There seems to have been a figurative meaning, too, in early usage, for a number of writers use the phrase with allusion to death, in some instances with the implication that the person dying had been the victim of a cannibalistic feast.
Thus in one of John Jackson’s sermons, published in 1641, speaking of the persecution of the Christians under Marcus Aurelius, he wrote, “All went to the pot without respect of Sex, dignity, or number.” And Edmund Hickeringill, in his History of Whiggism, in 1682, wrote, “Poor Thorp, Lord Chief Justice, went to Pot, in plain English, he was Hang’d.”
Other interesting explanations of the origin of the phrase occur.

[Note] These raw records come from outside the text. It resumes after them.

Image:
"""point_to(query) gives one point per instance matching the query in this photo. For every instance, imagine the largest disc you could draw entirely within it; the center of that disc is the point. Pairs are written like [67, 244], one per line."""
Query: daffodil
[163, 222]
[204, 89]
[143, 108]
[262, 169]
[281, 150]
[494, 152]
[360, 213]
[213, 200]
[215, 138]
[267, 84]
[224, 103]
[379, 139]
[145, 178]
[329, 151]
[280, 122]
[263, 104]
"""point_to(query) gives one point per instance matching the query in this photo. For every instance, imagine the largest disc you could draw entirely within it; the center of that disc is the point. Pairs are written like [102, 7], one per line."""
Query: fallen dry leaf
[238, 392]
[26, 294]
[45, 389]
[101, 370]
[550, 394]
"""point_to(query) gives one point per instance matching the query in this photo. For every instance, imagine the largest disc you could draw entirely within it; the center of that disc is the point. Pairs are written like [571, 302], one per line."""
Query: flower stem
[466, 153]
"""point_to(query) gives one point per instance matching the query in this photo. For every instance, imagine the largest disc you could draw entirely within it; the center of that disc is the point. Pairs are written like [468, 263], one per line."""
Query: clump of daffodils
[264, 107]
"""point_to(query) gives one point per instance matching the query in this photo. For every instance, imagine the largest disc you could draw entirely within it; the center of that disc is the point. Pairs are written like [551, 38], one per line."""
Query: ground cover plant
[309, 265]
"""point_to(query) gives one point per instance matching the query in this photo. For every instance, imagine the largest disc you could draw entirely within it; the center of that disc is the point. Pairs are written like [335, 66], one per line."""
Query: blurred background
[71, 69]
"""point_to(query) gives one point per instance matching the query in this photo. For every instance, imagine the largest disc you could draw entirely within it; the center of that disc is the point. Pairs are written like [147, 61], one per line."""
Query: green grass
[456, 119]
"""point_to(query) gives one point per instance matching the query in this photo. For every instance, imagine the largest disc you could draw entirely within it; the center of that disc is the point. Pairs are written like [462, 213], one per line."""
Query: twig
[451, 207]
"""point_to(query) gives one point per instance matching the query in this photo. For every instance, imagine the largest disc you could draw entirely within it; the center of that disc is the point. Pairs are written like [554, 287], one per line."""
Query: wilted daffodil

In A Dictionary of Modern Slang, Cant and Vulgar Words, published in 1860, the thought is advanced that the phrase comes down from the classic custom of putting the ashes of the dead in an urn.
Brewer, in Dictionary of Phrase and Fable, says “The allusion is to the pot into which refuse metal is cast to be remelted, or to be discarded as waste.” There is no literary support for either theory, however.